Nous sommes en été 1914, à l’heure où les hommes sont mobilisés pour partir combattre l’ennemi. À l’abbaye-orphelinat de Valencourt (village imaginaire), en Picardie, l’instituteur doit laisser ses petits protégés. Il préfère leur dire qu’il part en vacances, pensant être là à la rentrée de septembre. Quatre enfants, les Lulus, appelés ainsi car leurs prénoms commencent tous par la syllabe « lu », passent leur temps à désobéir et à faire le mur. Mal leur en a pris car lorsque l’abbaye est évacuée, de même que tout le village, ils sont dans la forêt sans savoir ce qui se trame. Ils vont ainsi se retrouver seuls, à errer pour survivre…

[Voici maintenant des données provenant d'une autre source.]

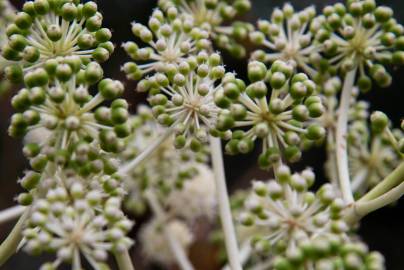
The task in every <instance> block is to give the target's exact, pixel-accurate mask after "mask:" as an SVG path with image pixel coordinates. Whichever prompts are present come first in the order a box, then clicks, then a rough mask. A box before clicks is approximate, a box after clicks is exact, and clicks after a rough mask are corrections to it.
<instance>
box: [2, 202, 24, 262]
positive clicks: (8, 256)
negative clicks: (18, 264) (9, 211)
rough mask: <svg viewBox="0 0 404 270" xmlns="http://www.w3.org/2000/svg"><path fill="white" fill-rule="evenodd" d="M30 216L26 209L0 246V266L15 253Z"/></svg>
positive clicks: (16, 249) (15, 252)
mask: <svg viewBox="0 0 404 270" xmlns="http://www.w3.org/2000/svg"><path fill="white" fill-rule="evenodd" d="M29 214H30V208H26V209H25V212H24V214H23V215H22V216H21V217H20V219H19V220H18V222H17V224H16V225H15V226H14V228H13V230H12V231H11V233H10V234H9V235H8V236H7V238H6V240H4V242H3V243H2V244H1V245H0V266H2V265H3V264H5V263H6V262H7V260H8V259H9V258H10V257H11V256H13V255H14V253H16V251H17V249H18V246H19V245H20V242H21V240H22V238H23V236H22V230H23V229H24V224H25V221H26V220H27V218H28V216H29Z"/></svg>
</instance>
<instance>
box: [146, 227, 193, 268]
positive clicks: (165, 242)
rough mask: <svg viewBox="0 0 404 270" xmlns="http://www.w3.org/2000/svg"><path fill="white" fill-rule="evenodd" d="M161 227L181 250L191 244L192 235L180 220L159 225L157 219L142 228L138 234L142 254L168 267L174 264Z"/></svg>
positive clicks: (170, 253)
mask: <svg viewBox="0 0 404 270" xmlns="http://www.w3.org/2000/svg"><path fill="white" fill-rule="evenodd" d="M162 226H166V228H167V230H168V233H170V234H172V235H173V238H175V239H176V240H177V242H178V244H179V245H180V246H181V248H182V249H185V250H187V249H188V248H189V246H190V245H191V244H192V242H193V235H192V232H191V230H190V229H189V228H188V226H187V225H186V224H185V223H184V222H182V221H180V220H171V221H169V222H168V223H166V224H161V223H160V222H159V221H158V220H157V219H152V220H151V221H149V222H148V223H147V224H145V225H144V226H143V228H142V229H141V232H140V242H141V243H142V250H143V253H144V254H145V255H146V257H147V258H149V259H150V260H153V261H156V262H158V263H160V264H163V265H170V264H172V263H174V262H175V258H174V256H173V254H172V251H171V248H170V246H169V243H168V241H167V240H166V237H165V236H164V232H163V228H162Z"/></svg>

J’ai aimé cette BD qui, à travers le regard d’enfants, retranscrit l’atmosphère de l’époque. Les dessins sont minutieux, détaillés, les couleurs claires. On prend vraiment du plaisir à lire les vignettes et à avoir de l’empathie pour ces quatre galopins, notamment à l’approche de l’hiver…

Je vous laisse, le prochain tome m’appelle !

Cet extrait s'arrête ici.